Разговор прекратился, и Нехлюдов вслед за садовником вышел из вагона на мокрые доски платформы.

XLII.

Нехлюдов, еще не выходя из вагона, заметил на дворе станции несколько богатых экипажей, запряженных четвернями и тройками сытых, побрякивающих бубенцами лошадей; выйдя же на потемневшую от дождя мокрую платформу, он увидал перед первым классом кучку народа, среди которой выделялась высокая толстая дама в шляпе с дорогими перьями, в ватерпруфе, и длинный молодой человек с тонкими ногами, в велосипедном костюме, с огромной сытой собакой в дорогом ошейнике. За ними стояли лакеи с плащами и зонтиками и кучер, вышедшие встречать. На всей этой кучке, от толстой барыни до кучера, поддерживавшего рукой полы длинного кафтана, лежала печать спокойной самоуверенности и избытка. Вокруг этой кучки тотчас же образовался круг любопытных и подобострастных перед богатством людей: начальник станции в красной фуражке, жандарм, всегда присутствующая летом при прибытии поездов худощавая девица в русском костюме с бусами, телеграфист и пассажиры: мужчины и женщины.

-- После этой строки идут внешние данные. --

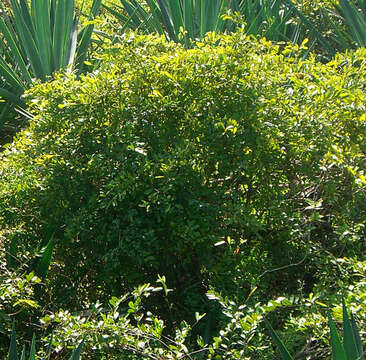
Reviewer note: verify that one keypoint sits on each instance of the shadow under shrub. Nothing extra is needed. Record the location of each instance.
(210, 166)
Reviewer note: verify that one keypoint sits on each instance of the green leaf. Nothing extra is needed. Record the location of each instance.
(45, 260)
(284, 352)
(77, 352)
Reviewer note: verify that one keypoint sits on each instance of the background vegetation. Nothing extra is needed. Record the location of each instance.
(181, 188)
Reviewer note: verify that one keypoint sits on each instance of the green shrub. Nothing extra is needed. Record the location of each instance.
(213, 166)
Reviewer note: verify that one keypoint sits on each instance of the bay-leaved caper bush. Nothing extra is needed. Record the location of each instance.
(211, 166)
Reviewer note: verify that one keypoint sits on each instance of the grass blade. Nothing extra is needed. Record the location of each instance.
(32, 354)
(45, 260)
(337, 347)
(284, 352)
(349, 341)
(77, 352)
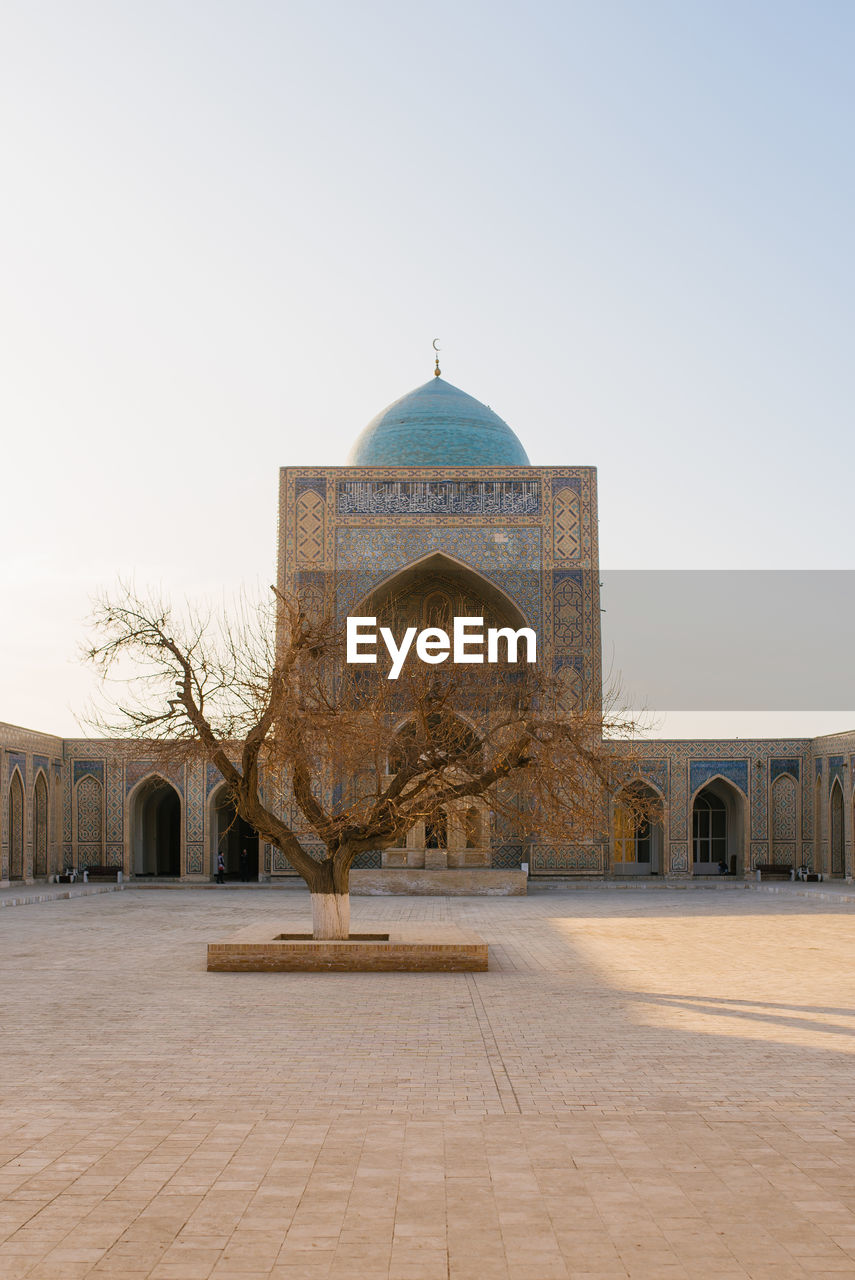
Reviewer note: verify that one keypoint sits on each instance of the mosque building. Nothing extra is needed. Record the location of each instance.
(438, 499)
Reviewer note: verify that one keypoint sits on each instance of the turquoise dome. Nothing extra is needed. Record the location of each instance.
(437, 425)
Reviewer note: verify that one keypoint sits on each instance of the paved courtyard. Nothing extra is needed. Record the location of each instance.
(650, 1084)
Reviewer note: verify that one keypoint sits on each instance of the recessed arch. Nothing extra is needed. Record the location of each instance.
(155, 826)
(638, 846)
(836, 830)
(231, 835)
(15, 826)
(435, 566)
(718, 827)
(461, 735)
(40, 826)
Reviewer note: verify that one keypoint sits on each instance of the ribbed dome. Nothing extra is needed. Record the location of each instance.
(437, 425)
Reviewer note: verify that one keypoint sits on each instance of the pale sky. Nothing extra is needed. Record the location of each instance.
(231, 231)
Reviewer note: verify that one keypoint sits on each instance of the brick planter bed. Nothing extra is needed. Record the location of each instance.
(406, 947)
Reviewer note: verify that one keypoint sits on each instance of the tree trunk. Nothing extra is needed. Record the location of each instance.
(332, 901)
(330, 915)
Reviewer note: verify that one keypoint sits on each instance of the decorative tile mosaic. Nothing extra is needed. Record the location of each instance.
(791, 764)
(785, 796)
(507, 856)
(510, 560)
(87, 768)
(700, 772)
(679, 858)
(567, 858)
(439, 497)
(311, 525)
(566, 525)
(90, 809)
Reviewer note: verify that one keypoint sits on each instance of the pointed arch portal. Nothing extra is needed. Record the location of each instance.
(231, 836)
(155, 830)
(718, 830)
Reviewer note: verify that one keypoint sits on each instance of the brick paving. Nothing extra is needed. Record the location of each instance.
(644, 1084)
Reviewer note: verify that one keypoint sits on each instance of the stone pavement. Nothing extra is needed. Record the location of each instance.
(644, 1084)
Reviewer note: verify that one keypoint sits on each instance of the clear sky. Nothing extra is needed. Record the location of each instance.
(229, 232)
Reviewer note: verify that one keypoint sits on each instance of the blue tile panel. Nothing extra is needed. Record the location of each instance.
(702, 771)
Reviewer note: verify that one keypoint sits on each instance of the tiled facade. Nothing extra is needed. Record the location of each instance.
(529, 534)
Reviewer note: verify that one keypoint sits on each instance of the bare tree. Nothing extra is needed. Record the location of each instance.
(312, 746)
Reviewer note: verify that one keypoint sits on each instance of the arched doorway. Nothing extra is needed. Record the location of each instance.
(638, 832)
(718, 830)
(155, 830)
(836, 830)
(231, 835)
(437, 831)
(40, 827)
(15, 827)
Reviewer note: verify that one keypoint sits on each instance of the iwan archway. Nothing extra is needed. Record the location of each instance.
(718, 830)
(232, 836)
(638, 832)
(155, 828)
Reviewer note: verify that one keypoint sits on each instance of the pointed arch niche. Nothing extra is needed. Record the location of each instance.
(155, 823)
(639, 831)
(718, 828)
(785, 819)
(229, 835)
(40, 827)
(836, 830)
(15, 827)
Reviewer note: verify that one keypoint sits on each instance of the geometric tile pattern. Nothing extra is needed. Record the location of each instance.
(438, 498)
(566, 525)
(310, 528)
(90, 810)
(783, 808)
(567, 858)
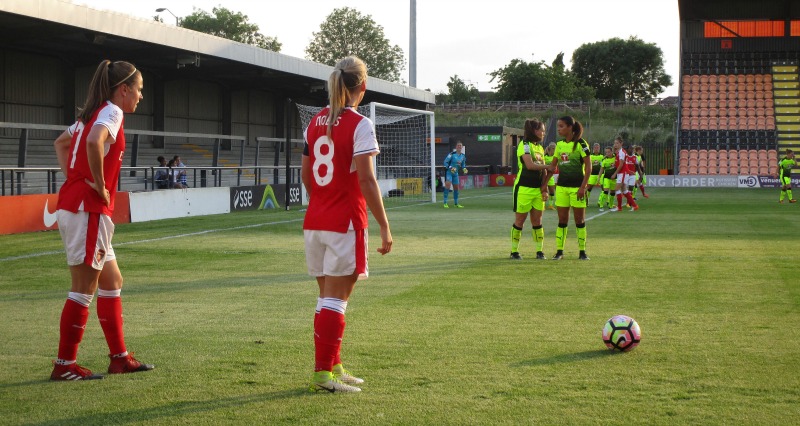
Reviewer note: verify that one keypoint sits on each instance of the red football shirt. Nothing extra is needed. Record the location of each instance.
(630, 165)
(336, 202)
(76, 195)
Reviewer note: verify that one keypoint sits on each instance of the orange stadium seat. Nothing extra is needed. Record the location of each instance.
(743, 156)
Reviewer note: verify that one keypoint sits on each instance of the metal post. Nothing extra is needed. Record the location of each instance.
(135, 154)
(23, 148)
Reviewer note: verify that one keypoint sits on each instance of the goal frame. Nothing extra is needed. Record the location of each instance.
(432, 136)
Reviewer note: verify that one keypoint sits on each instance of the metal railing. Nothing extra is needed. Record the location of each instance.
(48, 180)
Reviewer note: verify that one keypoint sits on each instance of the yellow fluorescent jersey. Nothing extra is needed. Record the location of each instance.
(525, 177)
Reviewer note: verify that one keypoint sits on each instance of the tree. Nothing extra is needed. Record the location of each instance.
(231, 25)
(459, 91)
(347, 32)
(530, 81)
(629, 70)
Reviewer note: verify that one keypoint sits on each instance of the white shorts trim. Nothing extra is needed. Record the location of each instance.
(336, 254)
(629, 180)
(86, 242)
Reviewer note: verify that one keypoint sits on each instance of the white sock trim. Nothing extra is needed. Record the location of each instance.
(109, 293)
(333, 304)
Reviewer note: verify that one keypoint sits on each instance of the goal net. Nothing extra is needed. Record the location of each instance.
(405, 168)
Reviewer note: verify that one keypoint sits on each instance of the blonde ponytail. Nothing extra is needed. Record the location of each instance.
(344, 82)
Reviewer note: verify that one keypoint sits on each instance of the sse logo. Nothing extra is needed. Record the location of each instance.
(243, 199)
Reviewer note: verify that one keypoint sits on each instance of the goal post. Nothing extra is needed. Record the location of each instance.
(406, 165)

В молодом человеке с собакой Нехлюдов узнал гимназиста, молодого Корчагина. Толстая же дама была сестра княгини, в имение которой переезжали Корчагины. Обер-кондуктор с блестящими галунами и сапогами отворил дверь вагона и в знак почтительности держал ее, в то время как Филипп и артельщик в белом фартуке осторожно выносили длиннолицую княгиню на ее складном кресле; сестры поздоровались, послышались французские фразы о том, в карете или коляске поедет княгиня, и шествие, замыкающееся горничной с кудряшками, зонтиками и футляром, двинулось к двери станции.

Нехлюдов, не желая встречаться с тем, чтоб опять прощаться, остановился, не доходя до двери станции, ожидая прохождения всего шествия. Княгиня с сыном, Мисси, доктор и горничная проследовали вперед, старый же князь остановился позади с свояченицей, и Нехлюдов, не подходя близко, слышал только отрывочные французские фразы их разговора. Одна из этих фраз, произнесенная князем, запала, как это часто бывает, почему-то в память Нехлюдову, со всеми интонациями и звуками голоса.

– Oh! il est du vrai grand monde, du vrai grand monde,73– про кого-то сказал князь своим громким, самоуверенным голосом и вместе с свояченицей, сопутствуемый почтительными кондукторами и носильщиками, прошел в дверь станции.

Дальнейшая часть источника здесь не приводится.